The definitive checklist for production-aware deployments
Deploy to production but keep systems stable. Two goals at odds with each other, yet this is what engineers have to contend with. Especially the case when real customers are using your product!
Even Facebook, famous for it’s motto of “Move fast and break things” had to pivot to “Move fast with stable infra” (source).
This becomes important when the cost of an outage (reputational, lost revenue) outweighs the benefit of agility, that incremental speed your team gets by cutting a few corners.
So, how many errors are acceptable?
Nobody can tell you that, it’s a question only you and your team can answer. In fact, it’s a good thought experiment to define this number, it’s your Error Budget.
Fleshing out service level objectives and Error budgets are a way to make a conscious decision of when it’s time to act on the factors causing the errors. Chapter 3, ‘Embracing Risk’ of the Google Site Reliability Engineering (SRE) book dives deep into the concept of SLOs and Error budgets.
This checklist is borne out of a mixture of experience and lessons from the site reliability engineering (SRE) book google. There are a few references to chapters in Google’s SRE book, though it’s certainly recommended reading.
Sidenote — I’ve added some mid journey generated images (prompts included), hopefully not too distracting from the core theme!
Imaginary Scenario
Ask yourself the following questions. Depending on organisational maturity, the below may seem a relic from the distant past or a recent experience.
- Who is impacted when things break?
Example
Our most important clients could not login to the platform during peak usage.
2. How long does production break for? Why?
It took us 2 hours to fix the issue.
Why?
a. Error wasn’t noticed, clients started contacting us and that’s how we found out
b. We had to log onto machines to look at raw text logs to identify the root cause
c. We had to deploy a new version of the software to production and were obstructed by another pending release that needed a manual roll-back
3. Why did production break?
a. We deployed a breaking change (modified a db column, modified a rest method etc)

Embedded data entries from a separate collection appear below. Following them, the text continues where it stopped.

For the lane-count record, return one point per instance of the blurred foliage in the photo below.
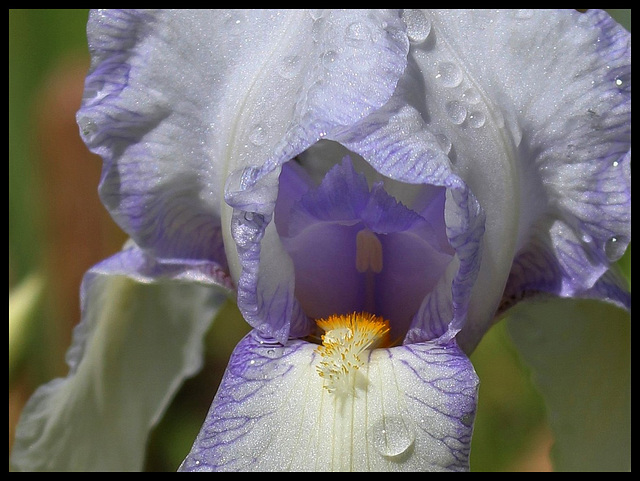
(58, 229)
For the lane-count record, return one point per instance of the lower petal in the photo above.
(413, 410)
(140, 337)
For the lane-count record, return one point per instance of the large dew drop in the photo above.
(391, 436)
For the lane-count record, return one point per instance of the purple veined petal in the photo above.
(140, 337)
(538, 126)
(413, 410)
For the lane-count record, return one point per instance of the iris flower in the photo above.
(373, 188)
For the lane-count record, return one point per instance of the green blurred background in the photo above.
(58, 229)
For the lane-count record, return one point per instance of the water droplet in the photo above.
(290, 66)
(457, 111)
(391, 436)
(328, 58)
(317, 29)
(258, 135)
(233, 24)
(449, 74)
(357, 32)
(471, 96)
(476, 119)
(444, 142)
(523, 14)
(316, 13)
(418, 25)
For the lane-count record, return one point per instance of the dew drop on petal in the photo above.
(471, 96)
(391, 436)
(444, 142)
(357, 32)
(290, 66)
(449, 74)
(523, 14)
(418, 25)
(456, 111)
(328, 58)
(258, 135)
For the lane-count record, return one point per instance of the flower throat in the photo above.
(345, 345)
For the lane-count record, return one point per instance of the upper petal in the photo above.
(140, 336)
(534, 109)
(177, 99)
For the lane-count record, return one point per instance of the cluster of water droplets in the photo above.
(462, 103)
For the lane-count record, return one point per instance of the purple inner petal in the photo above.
(356, 248)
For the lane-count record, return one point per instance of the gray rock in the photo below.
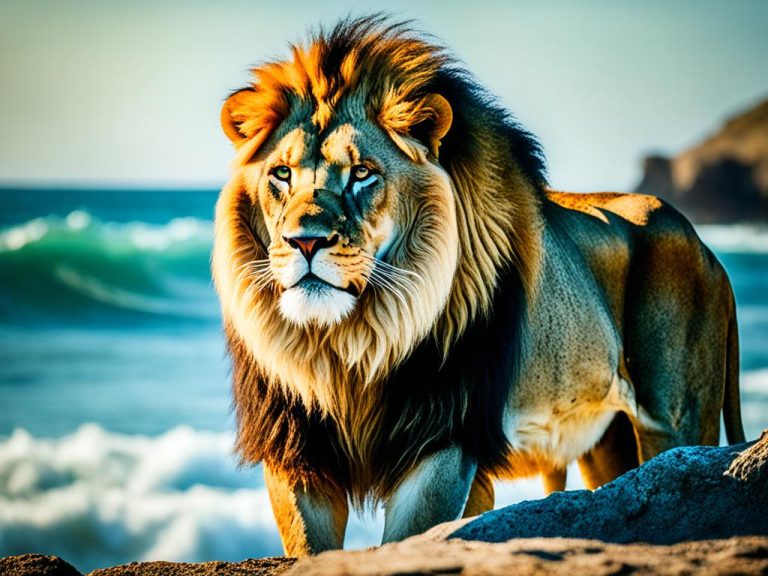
(681, 495)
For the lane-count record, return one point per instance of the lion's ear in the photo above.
(234, 115)
(438, 117)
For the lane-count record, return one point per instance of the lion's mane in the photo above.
(388, 396)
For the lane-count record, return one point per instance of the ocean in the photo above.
(116, 431)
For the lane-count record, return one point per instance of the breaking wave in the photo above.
(98, 499)
(79, 268)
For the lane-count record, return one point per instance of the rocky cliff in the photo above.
(723, 179)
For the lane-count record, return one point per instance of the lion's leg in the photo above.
(678, 311)
(481, 496)
(435, 491)
(615, 454)
(554, 480)
(309, 520)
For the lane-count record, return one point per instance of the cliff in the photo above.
(723, 179)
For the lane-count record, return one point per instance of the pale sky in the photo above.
(128, 93)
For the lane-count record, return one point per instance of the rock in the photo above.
(722, 179)
(254, 567)
(752, 464)
(689, 510)
(683, 494)
(745, 555)
(36, 565)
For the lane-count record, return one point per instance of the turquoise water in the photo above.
(115, 422)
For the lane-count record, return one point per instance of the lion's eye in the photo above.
(282, 173)
(360, 172)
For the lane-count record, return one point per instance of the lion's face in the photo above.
(345, 212)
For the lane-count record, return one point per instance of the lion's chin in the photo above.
(319, 304)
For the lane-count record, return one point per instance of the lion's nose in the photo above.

b. It wasn’t tested sufficiently
c. The change was rolled out to everyone
If this is your reality, before diving into other practices a implementing Blameless Incident Post Mortems will be a great step forward. Why?
A lot of the answers, will become evident to your team simply by introspection. Reflection on incidents, by going in a structured way through a checklist of questions surfaces insights. It serves as a place to capture critical details that can highlight trending issues. At the very least, it will generate a shared awareness and ownership of production in the team. It’s a practice discussed in more detail further down.

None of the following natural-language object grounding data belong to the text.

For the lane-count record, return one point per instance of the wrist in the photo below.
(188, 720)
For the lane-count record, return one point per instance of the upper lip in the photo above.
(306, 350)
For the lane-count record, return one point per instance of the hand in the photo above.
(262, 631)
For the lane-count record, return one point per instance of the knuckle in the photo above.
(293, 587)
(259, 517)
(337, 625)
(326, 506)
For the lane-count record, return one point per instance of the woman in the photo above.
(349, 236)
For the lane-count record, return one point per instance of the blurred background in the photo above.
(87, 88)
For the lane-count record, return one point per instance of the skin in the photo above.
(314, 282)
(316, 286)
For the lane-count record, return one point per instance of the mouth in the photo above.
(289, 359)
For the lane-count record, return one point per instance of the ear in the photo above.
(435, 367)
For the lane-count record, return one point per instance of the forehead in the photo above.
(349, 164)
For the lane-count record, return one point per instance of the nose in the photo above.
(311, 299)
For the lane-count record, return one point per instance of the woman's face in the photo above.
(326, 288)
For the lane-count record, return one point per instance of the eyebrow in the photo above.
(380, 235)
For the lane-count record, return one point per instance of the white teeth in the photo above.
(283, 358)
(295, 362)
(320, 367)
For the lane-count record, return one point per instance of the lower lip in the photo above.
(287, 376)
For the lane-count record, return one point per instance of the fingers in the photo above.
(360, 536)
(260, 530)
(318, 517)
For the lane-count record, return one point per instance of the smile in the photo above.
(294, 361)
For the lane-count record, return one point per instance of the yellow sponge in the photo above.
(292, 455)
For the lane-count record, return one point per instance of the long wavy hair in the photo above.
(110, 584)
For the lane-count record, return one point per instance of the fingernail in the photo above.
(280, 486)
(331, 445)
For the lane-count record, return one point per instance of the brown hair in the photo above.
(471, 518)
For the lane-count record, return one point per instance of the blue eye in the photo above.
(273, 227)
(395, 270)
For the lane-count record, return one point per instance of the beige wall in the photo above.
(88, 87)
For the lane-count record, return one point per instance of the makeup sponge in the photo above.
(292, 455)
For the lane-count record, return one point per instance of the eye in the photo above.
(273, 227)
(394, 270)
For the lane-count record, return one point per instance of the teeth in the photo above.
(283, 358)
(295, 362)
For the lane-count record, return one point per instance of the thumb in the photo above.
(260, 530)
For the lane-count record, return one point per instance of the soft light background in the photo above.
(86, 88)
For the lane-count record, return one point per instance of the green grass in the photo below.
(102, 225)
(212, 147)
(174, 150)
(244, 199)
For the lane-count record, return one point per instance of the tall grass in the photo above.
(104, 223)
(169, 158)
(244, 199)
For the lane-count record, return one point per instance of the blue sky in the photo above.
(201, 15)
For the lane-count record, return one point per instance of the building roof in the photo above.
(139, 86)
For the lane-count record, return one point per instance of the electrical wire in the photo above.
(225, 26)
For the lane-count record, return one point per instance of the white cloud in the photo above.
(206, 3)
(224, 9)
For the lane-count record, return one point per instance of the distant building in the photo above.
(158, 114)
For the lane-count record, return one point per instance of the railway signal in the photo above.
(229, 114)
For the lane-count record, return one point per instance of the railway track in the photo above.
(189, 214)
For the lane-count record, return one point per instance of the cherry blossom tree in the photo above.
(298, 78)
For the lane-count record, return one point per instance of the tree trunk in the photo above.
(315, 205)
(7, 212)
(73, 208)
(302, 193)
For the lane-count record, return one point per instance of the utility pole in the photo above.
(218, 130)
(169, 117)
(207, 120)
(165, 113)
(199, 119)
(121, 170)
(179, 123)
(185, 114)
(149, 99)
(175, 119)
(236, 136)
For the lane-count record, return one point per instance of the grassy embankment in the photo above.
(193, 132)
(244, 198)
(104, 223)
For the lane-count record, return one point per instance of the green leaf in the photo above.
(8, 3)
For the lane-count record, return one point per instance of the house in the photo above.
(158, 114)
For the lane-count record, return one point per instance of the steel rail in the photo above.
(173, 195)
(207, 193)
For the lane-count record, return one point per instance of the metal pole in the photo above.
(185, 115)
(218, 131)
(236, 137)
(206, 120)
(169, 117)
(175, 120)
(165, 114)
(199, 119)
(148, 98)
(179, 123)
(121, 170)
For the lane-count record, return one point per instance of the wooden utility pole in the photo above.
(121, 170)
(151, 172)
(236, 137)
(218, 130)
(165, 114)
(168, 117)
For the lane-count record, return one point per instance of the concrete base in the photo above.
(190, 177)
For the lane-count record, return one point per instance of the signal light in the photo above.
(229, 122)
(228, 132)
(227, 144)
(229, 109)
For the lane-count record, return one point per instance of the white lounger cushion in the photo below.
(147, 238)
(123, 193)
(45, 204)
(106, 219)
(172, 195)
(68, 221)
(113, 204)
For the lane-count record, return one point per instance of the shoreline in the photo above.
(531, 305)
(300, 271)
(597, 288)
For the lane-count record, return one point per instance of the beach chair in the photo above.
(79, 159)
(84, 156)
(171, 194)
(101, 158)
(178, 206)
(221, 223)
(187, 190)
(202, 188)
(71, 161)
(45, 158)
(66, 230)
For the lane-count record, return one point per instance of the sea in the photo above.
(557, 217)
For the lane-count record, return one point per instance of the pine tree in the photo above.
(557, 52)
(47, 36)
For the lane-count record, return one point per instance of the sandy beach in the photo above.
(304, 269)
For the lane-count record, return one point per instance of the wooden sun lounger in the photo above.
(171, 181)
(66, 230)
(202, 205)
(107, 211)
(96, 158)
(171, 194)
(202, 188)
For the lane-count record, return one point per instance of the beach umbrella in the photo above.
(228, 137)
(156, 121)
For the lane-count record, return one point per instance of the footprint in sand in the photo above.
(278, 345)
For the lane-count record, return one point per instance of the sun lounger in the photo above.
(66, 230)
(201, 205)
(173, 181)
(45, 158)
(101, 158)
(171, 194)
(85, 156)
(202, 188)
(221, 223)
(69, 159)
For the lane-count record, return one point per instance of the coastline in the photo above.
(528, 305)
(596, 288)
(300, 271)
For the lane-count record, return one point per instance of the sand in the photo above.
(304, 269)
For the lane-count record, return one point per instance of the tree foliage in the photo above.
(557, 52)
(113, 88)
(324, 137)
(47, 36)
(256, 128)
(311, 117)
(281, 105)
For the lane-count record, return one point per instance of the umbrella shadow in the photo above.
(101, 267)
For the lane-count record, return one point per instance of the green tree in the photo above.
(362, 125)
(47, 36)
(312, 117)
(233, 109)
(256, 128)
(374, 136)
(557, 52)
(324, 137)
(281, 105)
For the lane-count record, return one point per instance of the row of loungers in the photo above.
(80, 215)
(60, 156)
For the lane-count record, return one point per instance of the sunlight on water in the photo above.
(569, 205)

Let’s revisit the above questions. What can be done to avoid a repeat?
- Reduce the number of customers impacted by errors.
- Feature toggles
- Client aware feature toggles
- Blue Green and Canary deployments
- Roll out features to your less business critical customers first
- Deploy windows: Roll out features when your product is less used - Reduce the chance of an outage, or the duration that it affects your customers. This includes time to detection + time to resolution.

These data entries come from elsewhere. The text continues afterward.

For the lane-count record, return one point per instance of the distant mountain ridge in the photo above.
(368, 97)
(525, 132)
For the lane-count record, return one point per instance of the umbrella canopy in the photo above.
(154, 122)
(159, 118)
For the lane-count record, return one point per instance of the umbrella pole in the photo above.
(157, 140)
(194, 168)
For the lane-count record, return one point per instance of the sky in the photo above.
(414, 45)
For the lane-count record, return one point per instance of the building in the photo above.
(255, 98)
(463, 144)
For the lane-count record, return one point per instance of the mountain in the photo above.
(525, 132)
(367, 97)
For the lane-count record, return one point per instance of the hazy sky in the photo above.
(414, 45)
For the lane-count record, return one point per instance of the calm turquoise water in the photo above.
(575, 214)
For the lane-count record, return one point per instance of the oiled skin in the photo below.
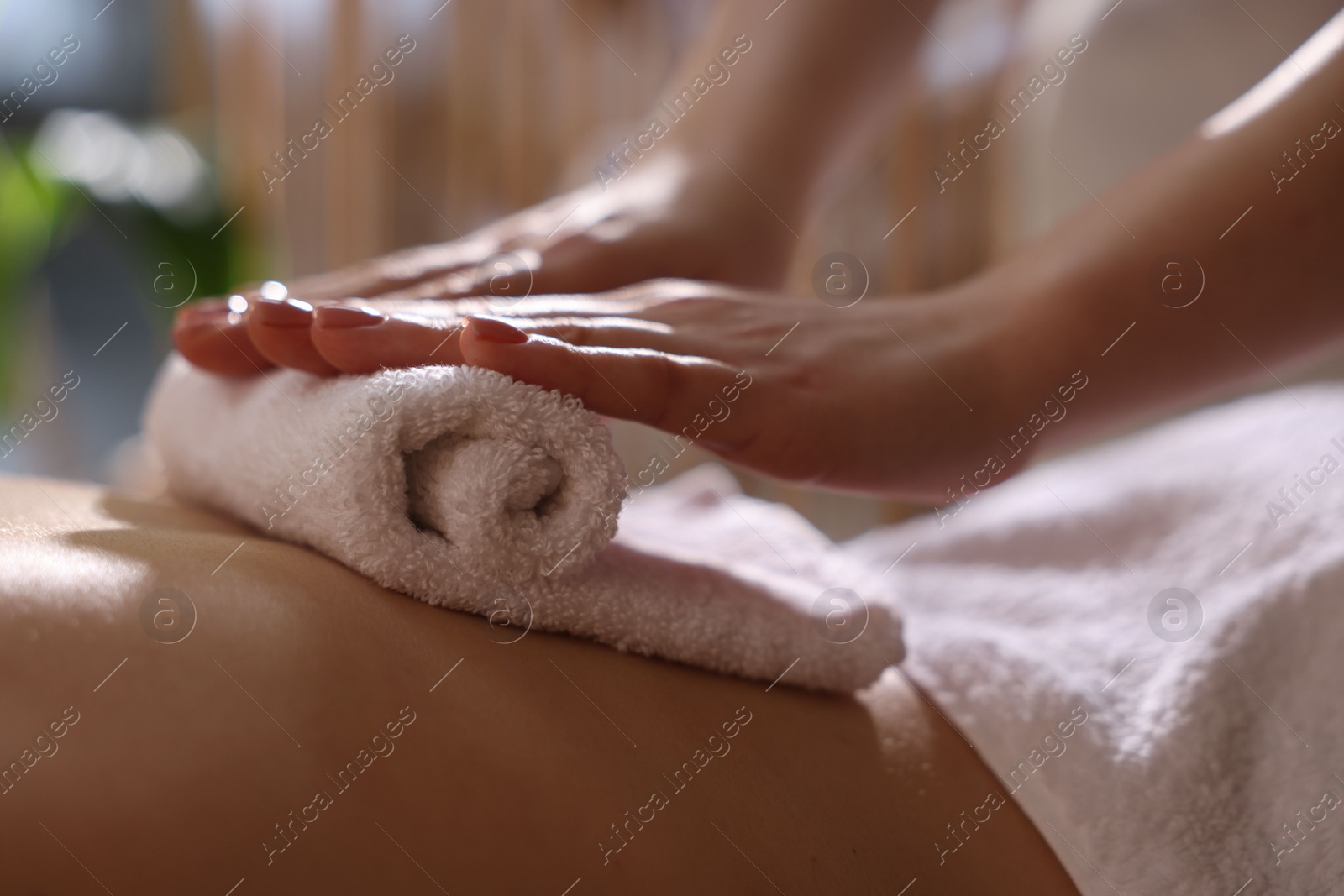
(508, 779)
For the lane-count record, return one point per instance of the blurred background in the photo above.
(131, 172)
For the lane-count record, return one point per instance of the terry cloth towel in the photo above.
(1146, 644)
(475, 492)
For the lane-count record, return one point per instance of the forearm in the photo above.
(1267, 250)
(817, 71)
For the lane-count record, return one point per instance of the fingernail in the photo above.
(284, 312)
(202, 312)
(347, 317)
(492, 329)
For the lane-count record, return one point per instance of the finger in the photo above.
(280, 331)
(671, 392)
(369, 338)
(360, 340)
(214, 336)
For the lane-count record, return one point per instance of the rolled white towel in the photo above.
(470, 490)
(436, 481)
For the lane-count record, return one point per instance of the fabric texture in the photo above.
(1146, 644)
(475, 492)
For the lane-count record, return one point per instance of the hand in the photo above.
(671, 217)
(893, 396)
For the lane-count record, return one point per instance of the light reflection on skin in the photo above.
(1294, 71)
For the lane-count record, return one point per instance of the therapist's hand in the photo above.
(893, 396)
(675, 215)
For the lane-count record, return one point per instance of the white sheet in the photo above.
(1202, 765)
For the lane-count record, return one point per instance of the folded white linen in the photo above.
(1164, 741)
(475, 492)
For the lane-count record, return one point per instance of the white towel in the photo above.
(470, 490)
(1210, 754)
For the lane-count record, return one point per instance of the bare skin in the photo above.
(900, 396)
(721, 197)
(185, 757)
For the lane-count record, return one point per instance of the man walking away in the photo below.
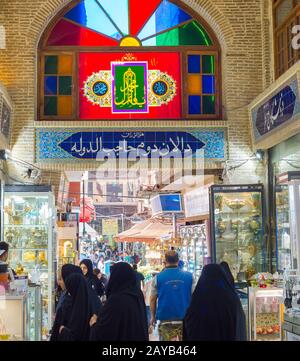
(139, 277)
(171, 294)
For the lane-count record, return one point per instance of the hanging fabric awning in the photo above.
(147, 231)
(89, 230)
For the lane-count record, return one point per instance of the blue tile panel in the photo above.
(65, 145)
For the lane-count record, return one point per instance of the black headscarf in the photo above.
(68, 269)
(123, 317)
(215, 313)
(64, 308)
(77, 328)
(225, 267)
(96, 287)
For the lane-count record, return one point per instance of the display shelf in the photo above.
(26, 225)
(28, 249)
(28, 220)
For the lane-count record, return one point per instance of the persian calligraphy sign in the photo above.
(130, 87)
(54, 144)
(276, 111)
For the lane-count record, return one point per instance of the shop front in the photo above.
(275, 119)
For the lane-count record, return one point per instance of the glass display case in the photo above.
(242, 291)
(291, 323)
(290, 182)
(265, 313)
(34, 311)
(283, 240)
(237, 228)
(13, 318)
(194, 250)
(29, 231)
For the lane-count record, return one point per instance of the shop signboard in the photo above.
(55, 144)
(110, 227)
(5, 116)
(277, 110)
(196, 202)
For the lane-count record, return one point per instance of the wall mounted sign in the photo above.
(124, 86)
(110, 226)
(5, 117)
(54, 144)
(279, 109)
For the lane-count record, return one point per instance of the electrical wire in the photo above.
(14, 179)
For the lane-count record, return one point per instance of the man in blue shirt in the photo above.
(171, 295)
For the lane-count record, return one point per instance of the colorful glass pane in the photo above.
(51, 64)
(208, 64)
(65, 85)
(209, 103)
(140, 14)
(65, 64)
(194, 84)
(188, 34)
(165, 17)
(69, 34)
(117, 10)
(50, 85)
(50, 106)
(88, 13)
(194, 104)
(194, 64)
(64, 105)
(208, 84)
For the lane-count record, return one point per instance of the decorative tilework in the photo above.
(276, 110)
(53, 144)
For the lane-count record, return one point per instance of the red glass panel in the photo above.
(69, 34)
(138, 15)
(90, 63)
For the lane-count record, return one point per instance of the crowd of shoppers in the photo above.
(210, 310)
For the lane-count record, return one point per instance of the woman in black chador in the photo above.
(215, 313)
(64, 306)
(225, 267)
(123, 317)
(96, 288)
(77, 328)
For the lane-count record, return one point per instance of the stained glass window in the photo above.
(57, 85)
(107, 22)
(81, 47)
(201, 84)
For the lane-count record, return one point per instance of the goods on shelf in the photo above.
(237, 229)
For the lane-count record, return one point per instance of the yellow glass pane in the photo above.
(130, 41)
(65, 63)
(64, 105)
(194, 84)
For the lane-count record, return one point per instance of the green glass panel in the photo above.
(51, 64)
(209, 103)
(189, 34)
(170, 38)
(50, 106)
(193, 34)
(65, 85)
(208, 64)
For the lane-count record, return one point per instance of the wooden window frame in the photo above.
(284, 29)
(44, 50)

- Implement Observability and Alerting principles
- Make small & Frequent changes
- Ensure you have an automated deployment pipeline
- Have an automated rollback process
- Design with failure in mind
- Automated testing
- Make backwards compatible changes - When outages inevitably happen, learn from them so that there is a feedback loop to improved outcomes
- Blameless post mortems
- Know your downtime. Measure outages, identify trends and check if you’re within your error budget.
- Communicate your outages. Be transparent, have a status page that doesn’t rely on your infrastructure.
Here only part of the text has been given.